Friday, March 28, 2025

Servants - 2

By the time we left Mombasa in 1961 we had four household servants. They were, from left to right, Mlalo the garden boy, Saidi the head boy, Ouma the cook, and Kitetu the dhobi boy - there is a post about them here. The picture was taken on the day my brother and I left Mombasa, I think in 1960, to return to school in England, knowing we would not see them again for ten months.

I'm not sure how apparent it is from the picture that I am very upset. Although it was sad to say goodbye to my parents, I was almost more upset about saying my farewells to these four - after all, my parents were responsible for sending me away to school in a cold, wet, grey, far-away country.
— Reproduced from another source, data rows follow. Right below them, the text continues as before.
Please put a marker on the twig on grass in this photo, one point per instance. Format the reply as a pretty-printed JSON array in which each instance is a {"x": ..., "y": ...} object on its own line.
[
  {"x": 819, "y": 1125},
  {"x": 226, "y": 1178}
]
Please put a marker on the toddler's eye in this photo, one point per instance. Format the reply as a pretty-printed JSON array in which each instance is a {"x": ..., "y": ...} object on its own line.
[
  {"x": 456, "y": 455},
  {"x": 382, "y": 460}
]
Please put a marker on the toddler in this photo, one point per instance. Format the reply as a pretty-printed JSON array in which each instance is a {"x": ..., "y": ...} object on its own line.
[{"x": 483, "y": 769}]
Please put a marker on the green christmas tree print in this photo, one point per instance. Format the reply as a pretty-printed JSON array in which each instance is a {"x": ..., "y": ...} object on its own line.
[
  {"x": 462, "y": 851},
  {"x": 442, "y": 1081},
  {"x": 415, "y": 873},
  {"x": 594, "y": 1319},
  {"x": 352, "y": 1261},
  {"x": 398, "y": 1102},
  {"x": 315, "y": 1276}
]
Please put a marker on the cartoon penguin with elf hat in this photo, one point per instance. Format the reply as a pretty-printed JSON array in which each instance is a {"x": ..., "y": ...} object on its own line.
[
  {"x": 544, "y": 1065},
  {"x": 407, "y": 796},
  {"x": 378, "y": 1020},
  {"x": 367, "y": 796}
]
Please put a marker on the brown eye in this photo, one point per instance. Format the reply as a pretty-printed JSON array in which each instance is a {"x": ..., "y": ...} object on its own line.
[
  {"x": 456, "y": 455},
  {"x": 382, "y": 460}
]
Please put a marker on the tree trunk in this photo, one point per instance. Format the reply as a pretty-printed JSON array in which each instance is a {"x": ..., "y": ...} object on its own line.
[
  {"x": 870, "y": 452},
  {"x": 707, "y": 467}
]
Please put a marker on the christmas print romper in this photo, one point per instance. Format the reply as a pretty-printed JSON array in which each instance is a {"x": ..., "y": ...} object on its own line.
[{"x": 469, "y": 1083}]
I have great difficulty in describing my feelings for these men who took some pride in serving us, feelings which had evolved ever since Fatuma was my ayah, except to say that they were those one would have for very special friends. These men served me - in that they cooked my food, washed my clothes, made my bed and much, much more - but they did far more that was nothing to do with the master-servant contract. I liked their company. I respected their views. I learned their language, I ate their food with them. I had difficulty not crying when I said goodbye.

I liked to think that they liked me but I really have no idea what they thought of me. They had to be careful because I was, in a way, part of their employment package, so they didn't want to upset my parents as jobs locally were difficult to find. Yet they had to serve me, and sometimes my demands were probably quite unreasonable.

Read any book about a white child growing up in Africa, and it will probably include description of the relationship he/she had with their domestic servants - Peter Godwin's autobiography Mukiwa, is a good example. It is a relationship forged by thousands of children across the tropical lands of the then British Empire. I know that I benefitted hugely from it.